BAE Engineers Develop 'F1' Tank
Technology that is more associated with F1 racing cars has now been applied to tanks and other military tracked vehicles in order to improve speed and handling in combat situations. Engineers at BAE have successfully adapted a system more commonly used by pit crews on 700kg carbon fibre racing cars for use on tracked vehicles weighing as much as 35 tonnes. This presented engineers with a unique challenge.
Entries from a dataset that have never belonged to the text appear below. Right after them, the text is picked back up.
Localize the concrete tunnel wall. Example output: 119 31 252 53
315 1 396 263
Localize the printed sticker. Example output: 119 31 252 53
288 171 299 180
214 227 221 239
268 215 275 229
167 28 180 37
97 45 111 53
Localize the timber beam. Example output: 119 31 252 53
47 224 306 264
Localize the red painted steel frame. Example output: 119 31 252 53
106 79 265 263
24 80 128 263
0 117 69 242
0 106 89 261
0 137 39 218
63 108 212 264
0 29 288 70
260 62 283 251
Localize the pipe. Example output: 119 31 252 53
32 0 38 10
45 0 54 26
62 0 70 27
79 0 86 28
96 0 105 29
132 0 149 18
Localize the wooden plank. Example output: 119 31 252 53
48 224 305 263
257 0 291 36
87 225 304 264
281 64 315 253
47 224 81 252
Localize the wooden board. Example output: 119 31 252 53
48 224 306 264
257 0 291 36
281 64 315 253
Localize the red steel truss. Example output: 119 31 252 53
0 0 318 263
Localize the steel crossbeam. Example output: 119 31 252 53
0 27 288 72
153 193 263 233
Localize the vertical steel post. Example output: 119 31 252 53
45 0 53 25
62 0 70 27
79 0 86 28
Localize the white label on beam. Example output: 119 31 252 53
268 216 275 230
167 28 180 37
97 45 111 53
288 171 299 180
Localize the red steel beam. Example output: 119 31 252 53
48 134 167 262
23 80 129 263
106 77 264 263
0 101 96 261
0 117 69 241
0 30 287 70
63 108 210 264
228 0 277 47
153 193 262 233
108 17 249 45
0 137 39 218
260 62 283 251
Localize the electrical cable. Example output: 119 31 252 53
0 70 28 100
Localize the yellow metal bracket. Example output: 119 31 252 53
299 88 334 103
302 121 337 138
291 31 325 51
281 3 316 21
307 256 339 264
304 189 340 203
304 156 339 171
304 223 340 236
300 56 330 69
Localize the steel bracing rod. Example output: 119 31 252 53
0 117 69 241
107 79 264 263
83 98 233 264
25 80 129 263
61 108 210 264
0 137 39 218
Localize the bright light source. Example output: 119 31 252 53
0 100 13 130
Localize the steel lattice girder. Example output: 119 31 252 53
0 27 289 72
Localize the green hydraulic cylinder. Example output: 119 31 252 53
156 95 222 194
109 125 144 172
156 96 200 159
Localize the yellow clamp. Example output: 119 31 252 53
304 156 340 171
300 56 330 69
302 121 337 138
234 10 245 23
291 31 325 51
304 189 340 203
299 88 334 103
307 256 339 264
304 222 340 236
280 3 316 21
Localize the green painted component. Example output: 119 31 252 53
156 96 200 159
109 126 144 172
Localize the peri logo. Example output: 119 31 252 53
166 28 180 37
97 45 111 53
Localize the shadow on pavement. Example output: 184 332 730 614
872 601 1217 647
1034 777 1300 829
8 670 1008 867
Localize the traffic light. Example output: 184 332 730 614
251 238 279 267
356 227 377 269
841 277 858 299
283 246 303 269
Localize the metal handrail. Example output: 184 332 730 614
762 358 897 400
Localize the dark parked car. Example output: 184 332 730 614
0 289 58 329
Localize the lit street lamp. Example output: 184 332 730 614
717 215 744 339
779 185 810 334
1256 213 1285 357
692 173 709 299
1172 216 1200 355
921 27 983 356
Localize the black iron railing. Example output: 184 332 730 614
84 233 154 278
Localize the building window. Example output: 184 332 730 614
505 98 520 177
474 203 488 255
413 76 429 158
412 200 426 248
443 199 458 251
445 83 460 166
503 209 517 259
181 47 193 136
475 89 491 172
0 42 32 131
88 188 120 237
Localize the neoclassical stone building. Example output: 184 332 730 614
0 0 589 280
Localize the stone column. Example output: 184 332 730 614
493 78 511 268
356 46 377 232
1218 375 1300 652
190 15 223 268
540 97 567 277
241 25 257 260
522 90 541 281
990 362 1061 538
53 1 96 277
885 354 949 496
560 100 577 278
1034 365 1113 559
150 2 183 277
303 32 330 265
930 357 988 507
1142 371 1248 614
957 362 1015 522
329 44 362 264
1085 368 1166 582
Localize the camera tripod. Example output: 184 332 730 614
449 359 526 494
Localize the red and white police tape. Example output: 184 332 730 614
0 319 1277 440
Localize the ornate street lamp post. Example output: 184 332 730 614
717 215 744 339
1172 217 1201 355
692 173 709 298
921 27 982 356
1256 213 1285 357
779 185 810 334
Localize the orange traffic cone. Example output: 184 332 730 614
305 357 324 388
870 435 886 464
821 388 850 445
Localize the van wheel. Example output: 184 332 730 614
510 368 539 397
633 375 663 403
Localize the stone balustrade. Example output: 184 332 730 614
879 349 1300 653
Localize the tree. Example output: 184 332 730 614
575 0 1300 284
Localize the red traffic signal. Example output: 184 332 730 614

The revolutionary Active Damping upgrade system has been applied to members of the CV90 combat vehicle family by engineers at BAE systems. The supercharged tanks now break records against standard tanks for speeding across tough terrain, and manoeuvrability has also been improved through the reduction of pitch acceleration by roughly 40%. The CV90 family of tracked and armoured vehicles is designed and built in Sweden by BAE Systems, and is used by armed forces across Scandinavia and globally by the UN and NATO.
Active Damping was introduced into F1 in the 1990s. The system works by detecting the vehicle’s speed and terrain variants ahead. Computers then adjust the suspension automatically to keep the vehicle running on a ‘flat’ track.
The improved stability reduces routine wear and tear on tracked armoured vehicles with the result that repair costs during the lifetime of the vehicle are greatly reduced. The CV90’s crew benefits from the new technology too. A smoother ride means a reduction in stress and fatigue – a problem experienced by combat troops in the field. The reduction in vertical motion also makes the gunner’s job of locating and hitting targets much easier.
Although a CV90 tank will never be seen on the racetrack at Silverstone, the adaptations will make it a much tougher force to be reckoned with in the field of combat as well as reducing maintenance costs, and making the lives of combat troops easier.